DocQuadNet-256 Training
February 16, 2026 · View on GitHub
This document describes the training pipeline for DocQuadNet-256, the document corner detection model used in the MakeACopy Android app.
Only the exported ONNX model is shipped with MakeACopy. Datasets and intermediate checkpoints are not redistributed.
1) Model Architecture
The model is called DocQuadNet256 (M2) and detects a document quadrilateral in a 256×256 RGB input image.
Architecture Overview
- Backbone:
MobileNetV3(largeorsmall) - Feature extraction: Collects feature maps at multiple resolutions (64/32/16, optionally 8)
- Feature Pyramid Network (FPN): Lightweight top-down network with bilinear upsampling produces a shared 64×64 feature map
- Outputs:
mask_head: 1-channel outputmask_logitswith shape[B, 1, 64, 64]corner_head: 4 heatmapscorner_heatmapswith shape[B, 4, 64, 64](one per corner)

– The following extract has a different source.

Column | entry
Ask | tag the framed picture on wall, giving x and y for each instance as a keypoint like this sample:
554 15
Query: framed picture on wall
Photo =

Both outputs are logits (no sigmoid/softmax) and are converted to probabilities only in post-processing/loss.
For deployment, the model is exported via an ONNX wrapper with two tensor outputs: corner_heatmaps first, then mask_logits.
Backbone Size (large vs small)
| Backbone | Characteristics |
|---|---|
large | More parameters, higher compute, better robustness on hard cases (perspective, blur, clutter) |
small | Fewer parameters, faster inference, lighter on-device, may lose accuracy on difficult samples |
Important: The backbone type is fixed at training time. You cannot convert a large checkpoint to small or vice versa — the weights are incompatible. The ONNX export script auto-detects the backbone from the checkpoint config.
2) Training Strategy Overview
High-Level Goals
- No leakage: Train/val/test must be sequence-disjoint (no frames from the same SmartDoc sequence in different splits)
- Generalization > sample count: Prefer diversity over redundant frames
- Break SmartDoc background bias: Introduce background diversity (DTD background replacement) in training
- Keep geometry broad: Use a small UVDoc tail during fine-tuning to prevent collapse into SmartDoc domain
Training Pipeline
UVDoc Pretrain → V1 Fine-tune (SmartDoc + DTD + UVDoc tail) → [Optional] V2 Hard-Focus
3) Training Data
UVDoc (Pretraining)
- Project: https://github.com/tanguymagne/UVDoc-Dataset
- Expected path:
training/data/UVDoc_final-dataset
SmartDoc 2015 (Fine-tuning)
- Paper: ICDAR 2015 SmartDoc competition
- License: CC BY 4.0
- Expected path:
training/data/smartdoc/ - Labels:
training/labels/smartdoc_labels.jsonl
Important: SmartDoc contains video frames that are near-duplicates. The pipeline uses sequence-disjoint splitting to prevent data leakage.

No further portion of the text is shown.